Ahora bien, la contraparte de las maldiciones deberían ser los amuletos y las bendiciones. Si seguimos sentenciosos, ayudados por nuestro refranero popular, los más pesimistas dirían que «donde entra la maldición no hay posible bendición». O que «cuando el ángel se vuelve de espaldas no hay remedio que valga». Pero para los más optimistas «no hay mal que cien años dure» y «más se aprende en dos meses de adversidad que en diez años de universidad».

Lo que, sin duda, es una bendición es leer este nuevo y genuino «libro araciliano», en la más pura esencia de un Miguel que, fiel a su pensamiento y estilo heterodoxo, quiere abarcar todos los aspectos y flecos posibles sobre el qué, quién, cómo, cuándo, cuánto, dónde y por qué ocurren eso que llamamos maldiciones.

Y a fe que lo consigue.

Jesús Callejo, bien protegido con la Cruz de Caravaca, una herradura oxidada y otros poderosos talismanes ibéricos.

Introducción

Hay circunstancias en la vida que nos marcan nuestra existencia, o que, por lo menos, dejan tal impronta en nuestra mente que jamás se olvidan, por muchos años que hayan transcurrido.

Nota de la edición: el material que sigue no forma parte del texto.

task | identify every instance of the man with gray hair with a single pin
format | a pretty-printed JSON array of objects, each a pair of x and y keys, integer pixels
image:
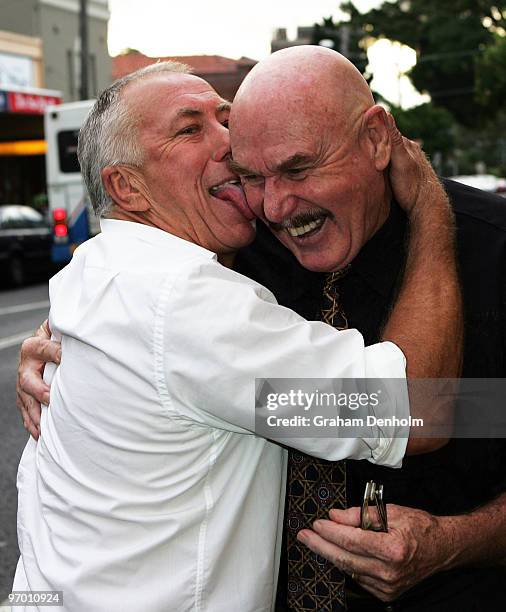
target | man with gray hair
[{"x": 147, "y": 488}]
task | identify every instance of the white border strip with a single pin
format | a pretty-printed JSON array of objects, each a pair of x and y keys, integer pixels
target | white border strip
[{"x": 24, "y": 307}]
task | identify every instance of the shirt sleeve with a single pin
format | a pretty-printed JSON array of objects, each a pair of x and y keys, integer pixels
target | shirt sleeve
[{"x": 218, "y": 331}]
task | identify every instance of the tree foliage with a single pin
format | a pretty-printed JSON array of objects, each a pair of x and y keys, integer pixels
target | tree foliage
[
  {"x": 433, "y": 127},
  {"x": 451, "y": 40}
]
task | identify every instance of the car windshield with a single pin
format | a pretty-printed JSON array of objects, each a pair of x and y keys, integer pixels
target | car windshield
[{"x": 15, "y": 216}]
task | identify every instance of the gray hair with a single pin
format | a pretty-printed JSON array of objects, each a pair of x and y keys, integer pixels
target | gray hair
[{"x": 108, "y": 136}]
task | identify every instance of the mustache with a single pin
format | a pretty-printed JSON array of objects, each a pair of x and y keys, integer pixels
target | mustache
[{"x": 299, "y": 220}]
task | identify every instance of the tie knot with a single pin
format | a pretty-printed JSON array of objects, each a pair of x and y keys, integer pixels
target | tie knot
[{"x": 333, "y": 277}]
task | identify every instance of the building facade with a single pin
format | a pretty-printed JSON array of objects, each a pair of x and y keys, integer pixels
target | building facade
[
  {"x": 40, "y": 65},
  {"x": 55, "y": 23}
]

Voy a empezar este libro que tiene usted en sus manos, explicando un extraño suceso que viví durante los primeros años de mi vida, y que aún hoy sigo preguntándome si se trató de un conjunto de macabras coincidencias o, por el contrario, fui testigo de una verdadera maldición.

Ocurrió allá por los años 1963 o 1964.

Por aquellos tiempos, mis llorados padres y yo, practicábamos algunos fines de semana, puentes (muy abundantes en tiempos del franquismo, como fórmula opiácea para tener contento al rebaño) y vacaciones de Semana Santa, lo que desde hace años conocemos como turismo rural, actividad hoy muy popular y en algunos casos algo elitista (casas pairales catalanas, pazos gallegos, palacetes asturianos, etc., por no hablar de los carísimos Chateaux franceses) y que, por aquellos tiempos, se conocía como turismo de poca pela, pues consistía en pasar, por muy poco dinero, unos días en una casa de campo, donde se alquilaba una habitación y, además, tenías derecho a cocina, pues ir al restaurante estaba generalmente fuera de la órbita económica familiar (al menos de la de mis padres). Nosotros hacíamos este turismo económico en una masía situada en la comarca del Vallés Occidental (Barcelona) y más concretamente en un caserón de finales del siglo XVIII que se conocía en la zona como Ca la Teresa. En aquel sombrío y macizo edificio, además de los esporádicos huéspedes, generalmente barceloneses, que a cambio de unas pocas pesetas pasaban unos días conviviendo con los amos de la casa, vivían la Teresa, dueña del rural edificio, su hija Tresina, el marido de esta y los dos hijos del matrimonio, algunos años mayores que yo, pues apenas alcanzaban los catorce años.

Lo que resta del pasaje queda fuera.